The colour is a little off because I have used my phone to photograph the piece and it measures about 125 cm square ( it is for sale if anyone is interested).  We had to write a page long statement about la Confiance and the way we had interpreted it  ( how is that for an  artists' statement! ), and I am surprised by the number of people who have actually taken the time to read the whole statement.
La Confiance
I have chosen the pomegranate motif as it has many historical connections and was important in early textile designs. The mythical associations of the pomegranate have to do with the changing of the seasons- with periods of dormancy and regrowth, this is the ebb and flow of life, of eternity  and we have to trust that it will continue.
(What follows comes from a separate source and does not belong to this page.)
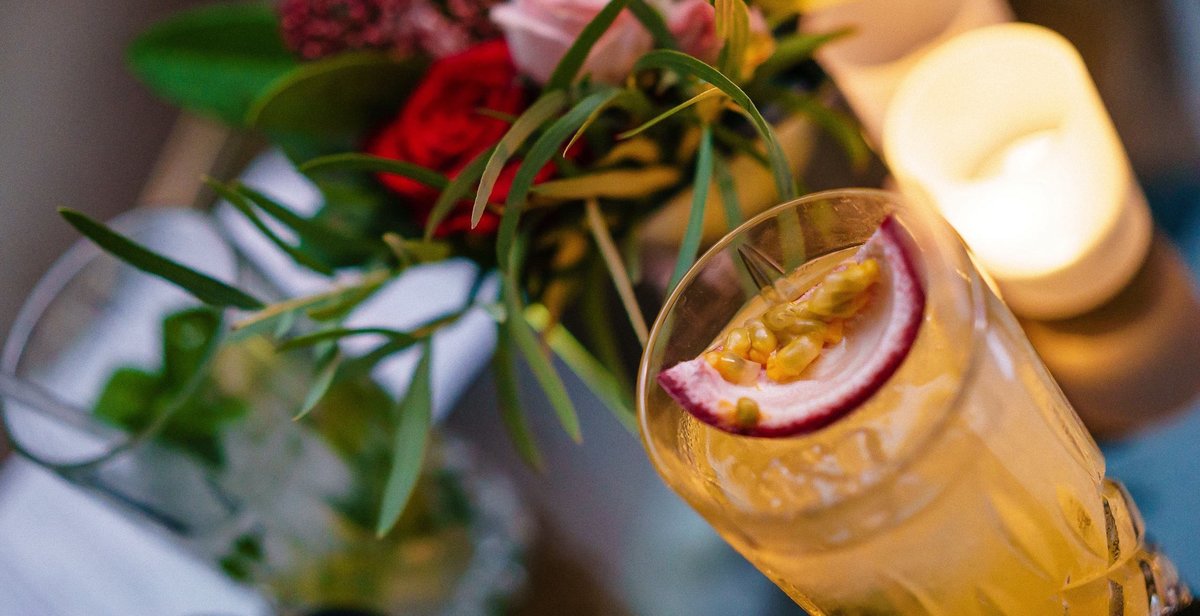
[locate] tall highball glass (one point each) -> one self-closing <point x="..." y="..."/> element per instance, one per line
<point x="965" y="484"/>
In the Greek myth Persephone is abducted by Hades and taken to the underworld . Her mother  the goddess Demeter ( the queen of corn and growing things) was so devastated that she laid to waste the earth in search of her daughter. After many trials and tribulations she manages to locate her daughter and asks Zeus to prevail upon Hades to release Persephone. Persephone had become accustomed to Hades and had agreed to be his wife.  It was said that those that tasted any fruit in the underworld would be destined to remain there. When Zeus insisted Persephone return to her mother Hades invited her to eat the seed of the pomegranate, which she did. Persephone returned to the world of her mother and brought with her flowers and growth, but because she ate the seed she was also destined to return to Hades for 6 months of the year.

The story is an allegory for the changing seasons, of  rebirth and growth and  dormancy in the winter period. It represents nature and the cycles within nature that we need to respect. It is a reminder that if we trust in this way, that life will continue, that it is an eternal cycle.The pomegranate it also a fruit with many life enhancing  and medicinal properties and it’s juice is rich and red. You could find it on the corner of every market when I travelled in the Middle East.

So to represent the trust I have chosen the pomegranate tree as the symbol of life- it’s circular motion suggests eternity and the border with the quadrilobe motif again  inspires eternity. If we adhere to  the cycles of nature, and trust that those are what will carry the world forth into the future then we must stop subverting nature.To trust that things will continue also means to be active in relaying the trust.